Sí, un poeta, un fantasioso. Hombres así no saben soportar el aislamiento dijo Novodvorod. Yo, por ejemplo, cuando me dejaban incomunicado, ponía frenos a mi imaginación y dividía mi tiempo de la manera más simétrica. Así, soportaba perfectamente todo.
¿Quién habla de soportar? Por lo que a mí se refiere, muy a menudo me he sentido sencillamente feliz por estar en la cárcel exclamó Nabatov con su voz enérgica y con la intención manifiesta de disipar la sombría preocupación de sus compañeros. En libertad, siempre está temiendo uno algo: o que lo cojan, o comprometer a los demás, o comprometer la causa. Una vez encerrado, se acaba la responsabilidad. Se puede descansar. No hay más que estarse allí y fumar.
¿Tú lo conocías íntimamente? preguntó María Pavlovna, viendo con inquietud el rostro repentinamente descompuesto de Kryltsov.
¡Neverov, un fantasioso! dijo Kryltsov sofocándose de improviso como si hubiera estado mucho tiempo gritando o cantando. Neverov era un hombre como la tierra produce pocos, como decía nuestro portero. Sí, era un hombre de cristal cuya alma se transparentaba. No solamente no mintió nunca, sino que nunca supo ni siquiera fingir; no sólo su epidermis era fina, sino que era como los que se han quemado, todos los nervios al descubierto. Sí, una naturaleza rica, compleja... Pero ¿de qué sirve hablar...? Se calló un instante. Discutimos para saber qué conviene más añadió con aire sombrío e irritado. Si es preciso primero instruir al pueblo y cambiar luego las condiciones de la existencia, o empezar primeramente por cambiar éstas; luego nos preguntamos cómo luchar: ¿por la propaganda pacífica o por el terror? Discutimos, sí... Pero ellos, ellos no discuten, saben lo que se hacen. Les importa poco que decenas y centenares de hombres tengan o no que ser sacrificados, ¡y qué hombres! Es más, les hace falta precisamente que sean los mejores los sacrificados. Sí, Hertzen decía que cuando se retiró de la circulación a los decembristas, se rebajó el nivel general de la sociedad. ¡Claro que se rebajó! Luego retiraron de la circulación a Hertzen mismo y a sus compañeros. ¡Ahora les toca el turno a los Neverovs!
¡No los destruirán a todos! dijo Nabatov con voz viril. Siempre quedarán los suficientes para hacer pequeños.
No, no quedarán si tenemos lástima de los tiranos dijo Kryltsov elevando la voz. Dame un cigarrillo.
Pero tú no estás bien, Anatolii dijo María Pavlovna. Te lo ruego, no fumes.
¡Déjame en paz! exclamó él con mal humor. Y encendió el cigarrillo; pero inmediatamente le dio un ataque de tos y sintió como deseos de vomitar. Después de haber escupido, continuó : No, no hemos hecho lo que hacía falta. Basta de discusiones: ¡todos unidos.. , y aniquilarlos!
Pero ellos también son hombres dijo Nejludov.
No, no son hombres. No son hombres quienes pueden hacer lo que ellos hacen. Se dice ahora que acaban de inventar bombas y globos. Pues bien, montar en globo y espolvorearlos con bombas como si fueran chinches, hasta que todos revienten... Sí, porque... pero no acabó; todo enrojecido, tuvo un ataque de tos más violento aún y le salió sangre por la boca.
Nabatov corrió a buscar nieve.

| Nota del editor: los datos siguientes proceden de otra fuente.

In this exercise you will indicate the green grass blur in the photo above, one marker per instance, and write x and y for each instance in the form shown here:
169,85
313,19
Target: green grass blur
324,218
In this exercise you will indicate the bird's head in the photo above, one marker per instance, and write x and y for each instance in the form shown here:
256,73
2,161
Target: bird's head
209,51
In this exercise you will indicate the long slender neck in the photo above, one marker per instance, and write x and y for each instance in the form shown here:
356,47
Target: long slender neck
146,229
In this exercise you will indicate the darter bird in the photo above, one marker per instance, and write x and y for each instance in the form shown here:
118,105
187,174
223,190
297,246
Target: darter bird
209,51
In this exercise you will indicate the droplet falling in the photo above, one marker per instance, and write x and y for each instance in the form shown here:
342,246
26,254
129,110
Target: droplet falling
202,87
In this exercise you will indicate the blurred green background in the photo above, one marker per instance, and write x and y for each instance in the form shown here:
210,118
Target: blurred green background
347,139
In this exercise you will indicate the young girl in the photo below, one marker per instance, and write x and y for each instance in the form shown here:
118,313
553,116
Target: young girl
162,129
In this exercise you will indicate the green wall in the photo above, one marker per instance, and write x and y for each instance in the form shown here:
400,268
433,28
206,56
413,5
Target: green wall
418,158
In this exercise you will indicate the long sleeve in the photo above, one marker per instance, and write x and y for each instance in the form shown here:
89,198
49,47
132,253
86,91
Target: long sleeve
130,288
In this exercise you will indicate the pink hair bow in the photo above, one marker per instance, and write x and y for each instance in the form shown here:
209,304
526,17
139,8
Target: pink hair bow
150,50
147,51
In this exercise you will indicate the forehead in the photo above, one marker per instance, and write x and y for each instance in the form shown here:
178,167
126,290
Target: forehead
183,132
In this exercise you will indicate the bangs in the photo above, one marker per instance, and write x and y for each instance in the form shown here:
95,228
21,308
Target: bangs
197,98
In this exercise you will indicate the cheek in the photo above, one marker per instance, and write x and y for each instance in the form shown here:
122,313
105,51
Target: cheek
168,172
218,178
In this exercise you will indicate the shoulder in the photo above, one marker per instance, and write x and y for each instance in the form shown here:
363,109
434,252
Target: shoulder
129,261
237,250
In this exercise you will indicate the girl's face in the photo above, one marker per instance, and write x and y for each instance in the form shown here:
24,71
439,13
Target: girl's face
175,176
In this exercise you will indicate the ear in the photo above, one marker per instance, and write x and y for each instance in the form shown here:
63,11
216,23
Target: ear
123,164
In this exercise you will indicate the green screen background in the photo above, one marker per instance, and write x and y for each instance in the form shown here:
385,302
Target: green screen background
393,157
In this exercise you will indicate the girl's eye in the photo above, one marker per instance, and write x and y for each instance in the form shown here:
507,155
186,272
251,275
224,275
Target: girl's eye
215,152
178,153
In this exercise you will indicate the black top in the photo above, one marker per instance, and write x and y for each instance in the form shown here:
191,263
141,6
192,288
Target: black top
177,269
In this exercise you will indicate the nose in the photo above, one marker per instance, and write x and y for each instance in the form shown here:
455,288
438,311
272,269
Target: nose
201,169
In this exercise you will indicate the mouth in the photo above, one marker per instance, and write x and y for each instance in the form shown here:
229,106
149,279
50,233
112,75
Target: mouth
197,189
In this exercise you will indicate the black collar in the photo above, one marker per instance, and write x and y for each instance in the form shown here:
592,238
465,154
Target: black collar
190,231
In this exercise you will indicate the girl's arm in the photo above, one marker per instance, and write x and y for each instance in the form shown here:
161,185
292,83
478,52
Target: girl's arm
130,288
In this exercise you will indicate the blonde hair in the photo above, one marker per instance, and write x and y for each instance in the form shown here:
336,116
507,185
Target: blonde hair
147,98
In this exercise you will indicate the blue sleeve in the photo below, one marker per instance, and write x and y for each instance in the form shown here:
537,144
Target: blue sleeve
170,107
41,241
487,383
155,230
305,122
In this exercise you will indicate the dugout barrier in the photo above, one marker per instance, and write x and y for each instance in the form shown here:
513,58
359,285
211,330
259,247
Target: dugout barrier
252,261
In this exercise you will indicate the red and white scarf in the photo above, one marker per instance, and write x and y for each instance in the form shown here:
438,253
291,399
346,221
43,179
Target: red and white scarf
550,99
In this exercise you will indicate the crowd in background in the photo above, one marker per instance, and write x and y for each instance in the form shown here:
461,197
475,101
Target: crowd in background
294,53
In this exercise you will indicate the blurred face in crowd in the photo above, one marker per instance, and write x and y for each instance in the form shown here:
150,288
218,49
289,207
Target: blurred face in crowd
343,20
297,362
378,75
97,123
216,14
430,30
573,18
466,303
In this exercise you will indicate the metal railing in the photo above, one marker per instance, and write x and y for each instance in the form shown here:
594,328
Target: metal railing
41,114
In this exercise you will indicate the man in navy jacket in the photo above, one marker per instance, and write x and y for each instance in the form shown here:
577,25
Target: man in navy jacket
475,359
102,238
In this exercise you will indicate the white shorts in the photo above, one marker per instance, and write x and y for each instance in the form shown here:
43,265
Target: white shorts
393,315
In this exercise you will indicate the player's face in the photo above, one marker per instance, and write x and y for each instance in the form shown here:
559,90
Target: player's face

María Pavlovna vertió en un vaso unas gotas de tintura de valeriana y se lo llevó a Kryltsov. Pero él, con los ojos cerrados y la respiración entrecortada, apartaba a la joven con su mano delgada y blanca. Cuando la nieve y el agua fría lo hubieron calmado un poco, y lo acostaron para pasar la noche, Nejludov se despidió y salió con el suboficial, que lo esperaba desde hacía mucho tiempo.
Los presos comunes se habían callado y la mayor parte dormía. Aunque en las celdas había gente en las camas, y debajo, y en los pasillos, los presos no habían podido acomodarse todos, y muchos se habían tendido en el corredor, la cabeza sobre sus sacos y tapados con sus húmedos capotes.
Por la puerta de las celdas y en el corredor se oían ronquidos, suspiros, palabras pronunciadas en sueños. únicamente no dormían, en la celda de los solteros, algunos hombres agrupados alrededor de un cabo de vela, apagada aprisa al acercarse el suboficial; y, en el corredor, cerca de una lámpara, un viejo desnudo que quitaba piojos de su ropa. El aire hediondo del local de los condenados políticos parecía puro en comparación con la podredumbre sofocante que reinaba aquí. La humeante lámpara ardía como en medio de una neblina y se respiraba con dificultad. Para pasar por el corredor sin pisar a algún durmiente hacía falta antes buscar un sitio vacío donde poner el pie, y eso a cada paso. Tres hombres que no habían podido colocarse ni siquiera en el corredor se habían tendido en el vestíbulo, cerca de la cubeta de la que rezumaba un líquido infecto. Uno de ellos era un viejo idiota que Nejludov había encontrado a menudo durante el trayecto; un niño de diez años estaba acostado entre dos presos, sobre la pierna de uno de ellos, y la mejilla apoyada en su mano.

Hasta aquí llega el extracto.